U.S. Military Doctors Lead the Fight Against Zika

August 15, 2016 | By Van Hipp |

Today, as in years past, U.S. military doctors are on the front line treating U.S. Army, Navy, Marine Corps, and Air Force personnel and developing breakthroughs in a wide variety of medical areas that will have long-range implications for civilian healthcare.

In recent years, it is U.S. military medicine that has led the way in wound care, brain health, telemedicine, and rehabilitative care. While other agencies and departments of the federal government are focused on basic medical research, U.S. military physicians are focused more on applied research and saving lives today.

From a taxpayer standpoint, military medicine provides real value to the American taxpayer.

This week, U.S. military doctors will come together once again for their annual Military Health System Research Symposium (MHSRS). The event will take place in Kissimmee, Fla. and will allow military doctors to share the latest medical breakthroughs and technologies for treating America’s finest.

What began years ago as a combat casualty care conference with a few military physicians participating, has grown into the most authoritative and respected medical conference in the world dedicated to treating the military both on and off the battlefield.

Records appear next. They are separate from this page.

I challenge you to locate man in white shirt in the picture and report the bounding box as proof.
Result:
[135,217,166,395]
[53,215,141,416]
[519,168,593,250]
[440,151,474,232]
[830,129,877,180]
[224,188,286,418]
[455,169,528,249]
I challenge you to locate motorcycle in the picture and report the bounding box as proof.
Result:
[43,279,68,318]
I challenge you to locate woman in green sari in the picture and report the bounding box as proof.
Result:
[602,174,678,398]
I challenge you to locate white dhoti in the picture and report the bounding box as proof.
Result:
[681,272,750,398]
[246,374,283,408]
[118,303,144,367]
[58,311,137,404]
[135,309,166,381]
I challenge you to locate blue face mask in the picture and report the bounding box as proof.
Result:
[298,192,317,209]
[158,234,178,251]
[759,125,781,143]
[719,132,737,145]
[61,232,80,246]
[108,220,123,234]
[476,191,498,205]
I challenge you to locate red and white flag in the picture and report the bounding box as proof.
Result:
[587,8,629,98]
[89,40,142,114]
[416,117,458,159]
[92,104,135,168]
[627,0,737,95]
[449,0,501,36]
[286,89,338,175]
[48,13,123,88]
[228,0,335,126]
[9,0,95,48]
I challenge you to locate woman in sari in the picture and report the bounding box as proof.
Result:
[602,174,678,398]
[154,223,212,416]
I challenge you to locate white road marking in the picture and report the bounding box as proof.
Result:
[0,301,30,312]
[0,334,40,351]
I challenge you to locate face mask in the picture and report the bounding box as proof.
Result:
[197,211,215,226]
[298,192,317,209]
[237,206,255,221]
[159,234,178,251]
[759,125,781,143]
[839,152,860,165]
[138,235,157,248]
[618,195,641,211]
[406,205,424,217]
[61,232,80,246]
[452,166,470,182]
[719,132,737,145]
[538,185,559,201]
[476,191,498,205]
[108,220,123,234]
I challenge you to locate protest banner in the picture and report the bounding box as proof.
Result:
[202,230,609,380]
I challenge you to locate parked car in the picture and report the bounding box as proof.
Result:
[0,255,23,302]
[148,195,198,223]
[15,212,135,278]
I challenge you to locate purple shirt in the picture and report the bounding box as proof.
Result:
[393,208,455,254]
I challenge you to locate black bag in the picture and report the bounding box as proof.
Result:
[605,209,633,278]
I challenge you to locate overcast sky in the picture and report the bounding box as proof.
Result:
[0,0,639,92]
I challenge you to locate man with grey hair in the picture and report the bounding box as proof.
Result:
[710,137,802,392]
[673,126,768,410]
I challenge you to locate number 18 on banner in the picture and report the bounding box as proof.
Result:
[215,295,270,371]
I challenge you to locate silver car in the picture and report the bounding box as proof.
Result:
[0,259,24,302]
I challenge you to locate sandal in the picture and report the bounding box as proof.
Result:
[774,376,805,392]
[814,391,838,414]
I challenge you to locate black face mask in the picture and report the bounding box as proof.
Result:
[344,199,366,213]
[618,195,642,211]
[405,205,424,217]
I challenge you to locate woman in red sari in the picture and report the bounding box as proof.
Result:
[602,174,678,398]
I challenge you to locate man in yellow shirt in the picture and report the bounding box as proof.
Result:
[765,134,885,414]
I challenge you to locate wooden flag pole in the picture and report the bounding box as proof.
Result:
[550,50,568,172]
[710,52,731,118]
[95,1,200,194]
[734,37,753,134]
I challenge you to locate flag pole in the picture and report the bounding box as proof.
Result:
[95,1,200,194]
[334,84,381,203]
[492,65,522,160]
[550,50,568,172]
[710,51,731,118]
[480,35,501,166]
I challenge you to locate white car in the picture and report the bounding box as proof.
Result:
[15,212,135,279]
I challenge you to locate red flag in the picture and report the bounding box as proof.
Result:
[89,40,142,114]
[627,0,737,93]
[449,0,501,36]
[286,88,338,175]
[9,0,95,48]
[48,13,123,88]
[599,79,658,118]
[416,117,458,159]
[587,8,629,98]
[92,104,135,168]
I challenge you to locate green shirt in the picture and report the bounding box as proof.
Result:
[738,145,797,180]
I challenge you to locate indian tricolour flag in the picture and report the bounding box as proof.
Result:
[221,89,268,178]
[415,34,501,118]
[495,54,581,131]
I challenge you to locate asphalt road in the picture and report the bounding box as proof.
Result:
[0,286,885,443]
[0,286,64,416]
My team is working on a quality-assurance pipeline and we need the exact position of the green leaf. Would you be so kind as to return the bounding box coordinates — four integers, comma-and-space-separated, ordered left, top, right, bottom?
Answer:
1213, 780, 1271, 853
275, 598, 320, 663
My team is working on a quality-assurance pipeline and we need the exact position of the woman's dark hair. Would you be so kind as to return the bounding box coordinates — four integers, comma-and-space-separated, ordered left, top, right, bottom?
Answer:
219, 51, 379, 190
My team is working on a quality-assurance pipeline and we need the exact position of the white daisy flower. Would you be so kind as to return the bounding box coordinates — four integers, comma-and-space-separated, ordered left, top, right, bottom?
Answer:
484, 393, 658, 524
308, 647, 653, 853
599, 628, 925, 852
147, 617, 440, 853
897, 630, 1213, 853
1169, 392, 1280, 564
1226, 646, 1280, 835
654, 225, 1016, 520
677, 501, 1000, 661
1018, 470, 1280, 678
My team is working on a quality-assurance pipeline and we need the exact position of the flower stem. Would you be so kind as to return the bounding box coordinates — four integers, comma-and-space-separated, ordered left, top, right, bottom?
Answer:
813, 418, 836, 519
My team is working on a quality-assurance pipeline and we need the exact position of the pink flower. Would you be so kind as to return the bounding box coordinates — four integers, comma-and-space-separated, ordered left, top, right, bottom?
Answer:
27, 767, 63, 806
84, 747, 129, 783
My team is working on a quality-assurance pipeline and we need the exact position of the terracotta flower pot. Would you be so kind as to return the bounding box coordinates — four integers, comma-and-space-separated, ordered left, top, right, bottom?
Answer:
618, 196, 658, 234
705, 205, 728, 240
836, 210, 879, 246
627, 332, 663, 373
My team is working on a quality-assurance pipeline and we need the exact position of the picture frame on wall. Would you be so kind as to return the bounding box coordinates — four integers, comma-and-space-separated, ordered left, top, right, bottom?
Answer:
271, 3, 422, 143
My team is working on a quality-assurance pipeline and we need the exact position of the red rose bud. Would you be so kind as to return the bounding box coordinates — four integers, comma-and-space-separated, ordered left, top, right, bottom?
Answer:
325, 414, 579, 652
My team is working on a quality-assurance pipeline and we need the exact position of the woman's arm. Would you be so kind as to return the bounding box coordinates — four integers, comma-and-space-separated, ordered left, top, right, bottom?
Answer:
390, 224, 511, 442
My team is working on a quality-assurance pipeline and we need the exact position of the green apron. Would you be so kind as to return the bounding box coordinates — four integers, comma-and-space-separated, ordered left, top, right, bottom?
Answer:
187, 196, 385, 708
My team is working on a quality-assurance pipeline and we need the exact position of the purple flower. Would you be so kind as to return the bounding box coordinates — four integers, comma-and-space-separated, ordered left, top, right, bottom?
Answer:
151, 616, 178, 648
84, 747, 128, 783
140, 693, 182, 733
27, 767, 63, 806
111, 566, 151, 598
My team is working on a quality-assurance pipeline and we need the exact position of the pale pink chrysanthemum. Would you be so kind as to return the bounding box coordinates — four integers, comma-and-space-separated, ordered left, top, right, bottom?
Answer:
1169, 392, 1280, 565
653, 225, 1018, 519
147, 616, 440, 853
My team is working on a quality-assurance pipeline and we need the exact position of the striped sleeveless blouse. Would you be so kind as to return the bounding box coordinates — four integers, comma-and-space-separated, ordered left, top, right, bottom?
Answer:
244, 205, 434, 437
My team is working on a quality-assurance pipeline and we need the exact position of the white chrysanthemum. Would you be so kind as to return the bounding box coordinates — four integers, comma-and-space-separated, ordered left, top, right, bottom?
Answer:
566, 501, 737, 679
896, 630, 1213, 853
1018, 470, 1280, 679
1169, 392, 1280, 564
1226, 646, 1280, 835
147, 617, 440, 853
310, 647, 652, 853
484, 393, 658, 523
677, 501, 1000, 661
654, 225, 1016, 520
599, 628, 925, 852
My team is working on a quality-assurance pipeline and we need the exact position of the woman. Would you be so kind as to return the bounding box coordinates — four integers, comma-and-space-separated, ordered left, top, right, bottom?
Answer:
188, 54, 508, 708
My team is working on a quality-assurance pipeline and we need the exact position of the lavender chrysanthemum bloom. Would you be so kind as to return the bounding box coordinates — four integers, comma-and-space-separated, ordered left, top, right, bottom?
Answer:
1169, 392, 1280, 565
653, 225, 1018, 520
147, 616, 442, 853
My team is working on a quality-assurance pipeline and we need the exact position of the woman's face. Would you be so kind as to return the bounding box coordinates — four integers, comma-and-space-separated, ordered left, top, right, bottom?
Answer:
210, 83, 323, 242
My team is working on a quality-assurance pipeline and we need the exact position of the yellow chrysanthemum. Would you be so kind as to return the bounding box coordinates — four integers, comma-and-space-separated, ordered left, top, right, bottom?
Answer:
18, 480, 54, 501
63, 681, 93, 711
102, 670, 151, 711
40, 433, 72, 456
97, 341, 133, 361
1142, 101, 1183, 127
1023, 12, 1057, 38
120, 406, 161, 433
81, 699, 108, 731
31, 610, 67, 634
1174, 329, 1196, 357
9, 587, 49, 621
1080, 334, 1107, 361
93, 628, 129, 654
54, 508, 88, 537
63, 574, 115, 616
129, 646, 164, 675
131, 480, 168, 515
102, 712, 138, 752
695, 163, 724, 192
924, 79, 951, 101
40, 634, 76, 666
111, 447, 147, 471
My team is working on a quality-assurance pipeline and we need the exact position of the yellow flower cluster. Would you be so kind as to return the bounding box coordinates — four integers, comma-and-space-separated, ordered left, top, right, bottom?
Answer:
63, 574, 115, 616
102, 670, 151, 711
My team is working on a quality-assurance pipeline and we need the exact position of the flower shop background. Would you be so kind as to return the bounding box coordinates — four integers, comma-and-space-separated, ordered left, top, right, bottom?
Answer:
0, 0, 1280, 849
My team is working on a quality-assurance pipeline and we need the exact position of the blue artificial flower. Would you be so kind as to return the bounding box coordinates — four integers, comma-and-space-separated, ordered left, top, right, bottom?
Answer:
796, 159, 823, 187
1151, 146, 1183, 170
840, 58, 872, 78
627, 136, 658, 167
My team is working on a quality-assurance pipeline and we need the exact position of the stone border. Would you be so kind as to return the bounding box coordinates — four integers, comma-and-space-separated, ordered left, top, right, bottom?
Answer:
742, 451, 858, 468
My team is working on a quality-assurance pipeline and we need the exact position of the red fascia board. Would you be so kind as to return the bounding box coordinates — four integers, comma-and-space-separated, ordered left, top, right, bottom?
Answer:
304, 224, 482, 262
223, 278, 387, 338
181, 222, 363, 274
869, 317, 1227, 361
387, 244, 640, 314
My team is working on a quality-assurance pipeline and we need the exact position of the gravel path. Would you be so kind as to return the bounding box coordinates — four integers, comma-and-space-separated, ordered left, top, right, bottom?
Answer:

In addition to U.S. Military medical personnel, MHSRS will include NATO and other allied nation medical officials, as well as civilian medical doctors, scientists, health experts, and technology developers. By charging a fee to our allies and the civilians who are participating, America’s military doctors insure that the conference pays for itself at no cost to the American taxpayer.

The rest of the federal government could sure learn from this example.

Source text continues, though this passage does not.